2. Medium-Term (2030–2035): Electrification & Hydrogen Scale-Up
- Age of Electricity
Electricity becomes central — demand nearly doubles by 2050 in many scenarios, reaching ~37,800 TWh by 2035 (IEA). Electrification in transport, industry, and buildings drives growth. Renewables + nuclear supply most new power; clean power (renewables + nuclear) dominates generation. - Hydrogen & Low-Carbon Fuels
Low-emissions hydrogen grows — green (electrolysis) and blue (with CCS) — reaching 4–7% of final energy by 2050 in ambitious paths. Used in industry, heavy transport, and power. Alternative fuels (ammonia, e-fuels) emerge for hard-to-abate sectors. - Nuclear Comeback
Nuclear expands — new reactors (SMRs, large-scale) and life extensions. Share rises in many scenarios as baseload for renewables.
3. Long-Term (2035–2040): Divergent Paths & Systemic Shifts
- Energy Mix Scenarios
- Stated Policies (STEPS/CPS) — Fossil fuels ~60% of supply by 2050; renewables lead electricity but overall transition gradual. Demand rises; gas grows longest.
- Ambitious Climate (NZE/APS) — Renewables dominate electricity (~90% by 2050); fossil fuels drop sharply; hydrogen/low-carbon fuels key. Energy demand plateaus or declines with efficiency/electrification.

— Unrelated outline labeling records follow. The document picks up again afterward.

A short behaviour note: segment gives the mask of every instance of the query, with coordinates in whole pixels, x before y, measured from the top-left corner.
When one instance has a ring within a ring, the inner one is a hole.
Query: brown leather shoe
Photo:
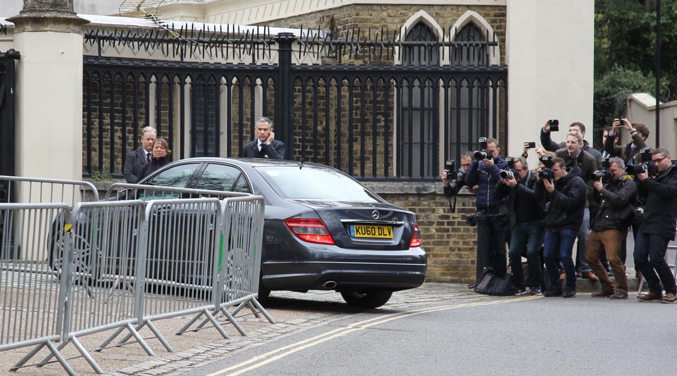
[[[609,298],[614,294],[613,290],[602,289],[597,292],[594,292],[591,295],[592,298]],[[627,296],[627,294],[626,294]]]
[[[619,300],[628,299],[628,293],[626,291],[621,291],[621,290],[616,290],[616,292],[613,293],[613,295],[609,296],[609,298],[617,299]]]
[[[665,296],[661,299],[661,303],[677,303],[677,295],[671,292],[665,293]]]
[[[662,299],[662,292],[650,292],[646,295],[637,296],[637,300],[640,302],[660,302]]]
[[[590,279],[590,281],[599,281],[599,278],[592,272],[583,272],[581,273],[583,279]]]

- Common Trends — Renewables fastest-growing; electricity ~30–50% of final energy; center of gravity shifts to India/emerging markets.
- Key Technologies
Solar/wind scale massively; storage (batteries, pumped hydro) matures; hydrogen infrastructure builds; SMRs and advanced nuclear deploy; CCS grows for residual fossil use. - Global Implications
Emerging Asia drives demand; energy security shifts to critical minerals (lithium, copper); electricity becomes the “new oil.”
Illustrative Energy Mix Projections by 2040
- Renewables — 30–50%+ of electricity; solar/wind lead.
- Fossil Fuels — 50–75% of primary energy (declining in ambitious paths).
- Nuclear — Stable or growing share (~10–20% electricity).
- Hydrogen/Low-Carbon Fuels — Emerging (4–10% final energy in optimistic scenarios).
- Daily Impact — EVs dominant in new sales; homes/businesses electrified; industry uses green hydrogen.
Risks & Societal Shifts
- Demand Surge — AI/data centers, electrification strain grids.
- Inequality — Emerging markets lag; access to clean energy uneven.
- Supply Chains — Critical minerals bottlenecks.
- Geopolitics — Shift from oil/gas to minerals/renewables changes power dynamics.
Bottom Line
By 2040, energy evolves from fossil-heavy to an electrified, renewables-dominated system with hydrogen and nuclear as key enablers. The dominant paradigm becomes high electricity demand met by clean power — solar/wind lead, efficiency reduces waste, and low-carbon fuels tackle hard sectors. Energy won’t be scarce — but the transition requires massive investment, policy alignment, and innovation. The future is not one path — it’s a choice: continued momentum yields gradual change; ambitious action unlocks profound shifts toward cleaner, more secure, and equitable energy for a growing world.